Original Articles
Yuechao Ma, Shuyao Yang, Li Li
Abstract
Ribavirin, a well-known broad spectrum antiviral agent, has been produced successfully by chemical or enzymatic method. However, the complex synthetic route and expansive material cost limit its large-scale production. In this work, we report a novel fermentative method for ribavirin production by engineered nucleoside producing strain. Two kinds of purine nucleoside phosphorylase (PNPase), i.e. high-molecular-mass PNPase (deoD) and low-molecular-mass PNPase (pupG) were intracellularly or extracellularly overexpressed in different nucleoside (adenosine, inosine, and guanosine) producing strains to accumulate ribavirin.
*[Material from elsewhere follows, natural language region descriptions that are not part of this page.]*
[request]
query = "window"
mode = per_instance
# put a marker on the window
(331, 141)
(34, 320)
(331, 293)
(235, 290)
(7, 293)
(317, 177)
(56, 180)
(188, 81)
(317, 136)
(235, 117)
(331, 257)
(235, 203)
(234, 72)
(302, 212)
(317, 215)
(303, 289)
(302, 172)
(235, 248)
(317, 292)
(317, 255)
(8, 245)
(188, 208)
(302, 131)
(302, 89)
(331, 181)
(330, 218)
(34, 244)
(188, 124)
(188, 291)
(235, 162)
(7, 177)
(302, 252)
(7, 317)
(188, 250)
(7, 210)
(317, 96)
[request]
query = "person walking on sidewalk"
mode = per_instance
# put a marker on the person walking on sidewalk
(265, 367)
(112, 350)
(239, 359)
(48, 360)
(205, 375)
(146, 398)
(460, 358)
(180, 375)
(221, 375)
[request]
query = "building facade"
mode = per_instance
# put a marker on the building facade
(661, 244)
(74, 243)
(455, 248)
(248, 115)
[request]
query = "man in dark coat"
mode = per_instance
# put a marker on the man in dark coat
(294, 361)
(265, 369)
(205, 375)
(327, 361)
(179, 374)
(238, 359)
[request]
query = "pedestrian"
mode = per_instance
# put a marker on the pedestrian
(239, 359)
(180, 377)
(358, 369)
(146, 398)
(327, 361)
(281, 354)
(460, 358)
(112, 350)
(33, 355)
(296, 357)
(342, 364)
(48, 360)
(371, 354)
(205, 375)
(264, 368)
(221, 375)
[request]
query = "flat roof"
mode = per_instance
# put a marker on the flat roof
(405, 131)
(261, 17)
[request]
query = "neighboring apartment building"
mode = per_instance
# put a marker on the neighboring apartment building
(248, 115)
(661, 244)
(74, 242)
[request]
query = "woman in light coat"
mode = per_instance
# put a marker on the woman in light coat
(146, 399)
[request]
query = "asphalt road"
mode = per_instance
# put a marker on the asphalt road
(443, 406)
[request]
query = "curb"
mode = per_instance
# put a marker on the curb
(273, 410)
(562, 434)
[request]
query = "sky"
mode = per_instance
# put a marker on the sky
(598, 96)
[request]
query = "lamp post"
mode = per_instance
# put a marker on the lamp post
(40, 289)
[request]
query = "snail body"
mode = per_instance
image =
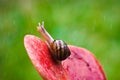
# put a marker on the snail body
(58, 48)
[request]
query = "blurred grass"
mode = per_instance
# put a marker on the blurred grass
(92, 24)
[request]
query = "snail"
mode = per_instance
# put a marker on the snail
(58, 48)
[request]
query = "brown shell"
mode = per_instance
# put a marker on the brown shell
(60, 50)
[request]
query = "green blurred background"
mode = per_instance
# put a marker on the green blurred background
(92, 24)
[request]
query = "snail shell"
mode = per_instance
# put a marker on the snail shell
(58, 48)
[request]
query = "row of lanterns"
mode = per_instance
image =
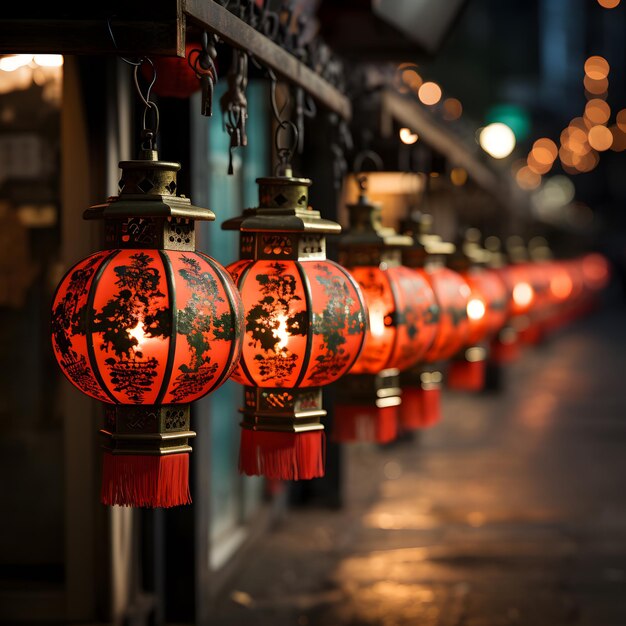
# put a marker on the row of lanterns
(150, 325)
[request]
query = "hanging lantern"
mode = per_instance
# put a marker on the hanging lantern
(147, 326)
(304, 328)
(486, 313)
(403, 316)
(421, 385)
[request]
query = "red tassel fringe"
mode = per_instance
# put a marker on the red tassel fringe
(421, 408)
(148, 480)
(282, 456)
(364, 423)
(466, 375)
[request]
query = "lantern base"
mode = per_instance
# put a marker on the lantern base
(145, 481)
(282, 455)
(282, 437)
(368, 407)
(467, 373)
(421, 398)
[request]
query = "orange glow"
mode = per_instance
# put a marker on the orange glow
(600, 138)
(587, 162)
(452, 109)
(536, 166)
(597, 111)
(407, 78)
(576, 140)
(561, 286)
(475, 309)
(619, 139)
(597, 68)
(598, 88)
(523, 294)
(429, 93)
(408, 137)
(545, 151)
(458, 176)
(527, 179)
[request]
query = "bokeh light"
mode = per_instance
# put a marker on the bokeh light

The highest titer of 13.8 ± 0.9 g/L ribavirin was obtained by extracellularly overexpressed PNPase in the guanosine producing strain B. amyloliquefaciens TA208-LS. To further increase the ribavirin yield, the adding time of fermentative precursor 2H-1,2,4-triazole-3-carboxamide (TCA) and fermentation temperature were investigated. Under the optimal condition, a titer of 19.1 g/L ribavirin was obtained after 60 h fermentation in 7.5 L fermenter. This fermentation strategy provides a novel approach for industrial ribavirin production.